Adapted variable precision rough set approach for EEG analysis

Objective: Rough set theory (RST) provides powerful methods for reduction of attributes and creation of decision rules, which have successfully been applied in numerous medical applications. The variable precision rough set model (VPRS model), an extension of the original rough set approach, tolerates some degree of misclassification of the training data. The basic idea of the VPRS model is to change the class information of those objects whose class information cannot be induced without contradiction from the available attributes. Thereafter, original methods of RST are applied. An approach of this model is presented that allows uncertain objects to change class information during the process of attribute reduction and rule generation.

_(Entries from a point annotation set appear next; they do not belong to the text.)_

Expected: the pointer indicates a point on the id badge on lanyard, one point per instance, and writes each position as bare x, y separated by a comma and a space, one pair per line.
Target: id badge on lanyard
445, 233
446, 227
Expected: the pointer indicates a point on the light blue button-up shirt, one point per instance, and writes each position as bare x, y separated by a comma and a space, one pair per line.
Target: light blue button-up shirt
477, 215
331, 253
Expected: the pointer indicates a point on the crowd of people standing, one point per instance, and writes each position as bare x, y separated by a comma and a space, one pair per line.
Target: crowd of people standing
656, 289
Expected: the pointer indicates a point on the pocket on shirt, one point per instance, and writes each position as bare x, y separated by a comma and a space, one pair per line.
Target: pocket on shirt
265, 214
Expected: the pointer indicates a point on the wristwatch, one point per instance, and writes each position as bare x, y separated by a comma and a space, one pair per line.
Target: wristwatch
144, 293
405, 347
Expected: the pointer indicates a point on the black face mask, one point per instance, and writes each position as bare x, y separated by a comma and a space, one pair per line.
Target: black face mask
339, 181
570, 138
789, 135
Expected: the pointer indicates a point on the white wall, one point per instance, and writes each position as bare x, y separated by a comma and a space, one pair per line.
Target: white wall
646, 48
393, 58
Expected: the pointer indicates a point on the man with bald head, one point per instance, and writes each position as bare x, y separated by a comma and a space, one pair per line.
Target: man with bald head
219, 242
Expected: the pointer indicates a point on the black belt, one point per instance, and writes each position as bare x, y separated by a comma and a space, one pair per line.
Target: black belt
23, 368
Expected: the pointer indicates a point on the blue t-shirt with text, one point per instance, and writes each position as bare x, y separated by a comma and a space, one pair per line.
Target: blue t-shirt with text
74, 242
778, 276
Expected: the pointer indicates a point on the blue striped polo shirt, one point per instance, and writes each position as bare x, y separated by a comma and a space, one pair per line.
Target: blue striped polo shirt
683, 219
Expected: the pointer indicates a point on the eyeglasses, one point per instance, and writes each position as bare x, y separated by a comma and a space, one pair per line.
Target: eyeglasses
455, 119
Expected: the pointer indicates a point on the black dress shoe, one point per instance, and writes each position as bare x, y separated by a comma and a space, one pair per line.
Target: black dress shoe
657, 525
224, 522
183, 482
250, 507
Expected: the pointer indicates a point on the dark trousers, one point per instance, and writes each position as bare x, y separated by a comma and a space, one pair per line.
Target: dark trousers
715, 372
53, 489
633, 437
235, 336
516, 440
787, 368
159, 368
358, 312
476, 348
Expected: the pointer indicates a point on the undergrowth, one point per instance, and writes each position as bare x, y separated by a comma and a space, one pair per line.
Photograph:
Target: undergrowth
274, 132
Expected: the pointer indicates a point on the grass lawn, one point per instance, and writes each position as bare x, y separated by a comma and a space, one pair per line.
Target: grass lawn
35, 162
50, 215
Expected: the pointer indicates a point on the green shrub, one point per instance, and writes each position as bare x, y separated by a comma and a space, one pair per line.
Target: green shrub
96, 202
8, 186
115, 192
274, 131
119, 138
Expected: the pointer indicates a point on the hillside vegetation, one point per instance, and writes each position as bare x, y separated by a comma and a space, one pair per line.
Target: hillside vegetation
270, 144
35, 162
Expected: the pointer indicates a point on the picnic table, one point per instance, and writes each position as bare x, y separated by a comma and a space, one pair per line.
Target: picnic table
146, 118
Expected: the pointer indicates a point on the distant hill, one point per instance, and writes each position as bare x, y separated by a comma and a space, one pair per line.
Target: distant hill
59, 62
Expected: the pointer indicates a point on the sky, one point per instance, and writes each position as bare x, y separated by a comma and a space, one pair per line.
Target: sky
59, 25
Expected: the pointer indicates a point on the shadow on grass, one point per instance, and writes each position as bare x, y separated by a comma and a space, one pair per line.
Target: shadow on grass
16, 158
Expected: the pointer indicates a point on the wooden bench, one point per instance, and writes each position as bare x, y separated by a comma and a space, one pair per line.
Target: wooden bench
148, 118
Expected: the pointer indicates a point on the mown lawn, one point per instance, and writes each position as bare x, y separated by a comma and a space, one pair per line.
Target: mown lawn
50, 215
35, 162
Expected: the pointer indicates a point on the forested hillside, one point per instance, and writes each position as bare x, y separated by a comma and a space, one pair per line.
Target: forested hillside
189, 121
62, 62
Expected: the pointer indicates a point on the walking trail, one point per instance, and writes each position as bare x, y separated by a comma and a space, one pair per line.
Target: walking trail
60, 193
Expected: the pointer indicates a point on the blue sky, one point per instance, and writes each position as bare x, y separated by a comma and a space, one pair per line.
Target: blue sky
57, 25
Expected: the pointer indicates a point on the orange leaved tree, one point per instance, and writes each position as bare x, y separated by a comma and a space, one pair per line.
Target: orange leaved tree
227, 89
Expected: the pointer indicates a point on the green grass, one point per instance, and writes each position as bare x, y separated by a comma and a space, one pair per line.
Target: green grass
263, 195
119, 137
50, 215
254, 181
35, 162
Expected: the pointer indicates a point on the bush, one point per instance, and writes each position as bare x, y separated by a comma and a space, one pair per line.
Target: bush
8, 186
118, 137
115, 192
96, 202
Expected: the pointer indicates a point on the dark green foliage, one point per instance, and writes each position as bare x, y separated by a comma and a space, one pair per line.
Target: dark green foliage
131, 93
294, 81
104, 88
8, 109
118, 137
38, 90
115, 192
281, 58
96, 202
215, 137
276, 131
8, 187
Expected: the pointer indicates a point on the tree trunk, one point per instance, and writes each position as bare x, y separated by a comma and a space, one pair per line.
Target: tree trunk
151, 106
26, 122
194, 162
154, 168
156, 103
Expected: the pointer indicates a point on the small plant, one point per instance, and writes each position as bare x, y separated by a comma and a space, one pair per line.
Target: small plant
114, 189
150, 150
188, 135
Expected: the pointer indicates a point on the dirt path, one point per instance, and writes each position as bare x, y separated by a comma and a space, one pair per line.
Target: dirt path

This method is referred to as variable precision rough set approach with flexible classification of uncertain objects (VPRS(FC) approach) and needs only slight modifications of the original VPRS model. Methods and material: To compare the VPRS model and VPRS(FC) approach both methods are applied to a clinical data set based on electroencephalogram of awake and anesthetized patients. For comparison, a second data set obtained from the UCI machine learning repository is used. It describes the shape of different vehicle types. Further well known feature selection methods were applied to both data sets to compare their results with the results provided by rough set based approaches. Results: The VPRS(FC) approach requires higher computational effort, but is able to achieve better reduction of attributes for noisy or inconsistent data and provides smaller rule sets. Conclusion: The presented approach is a useful method for substantial attribute reduction in noisy and inconsistent data sets.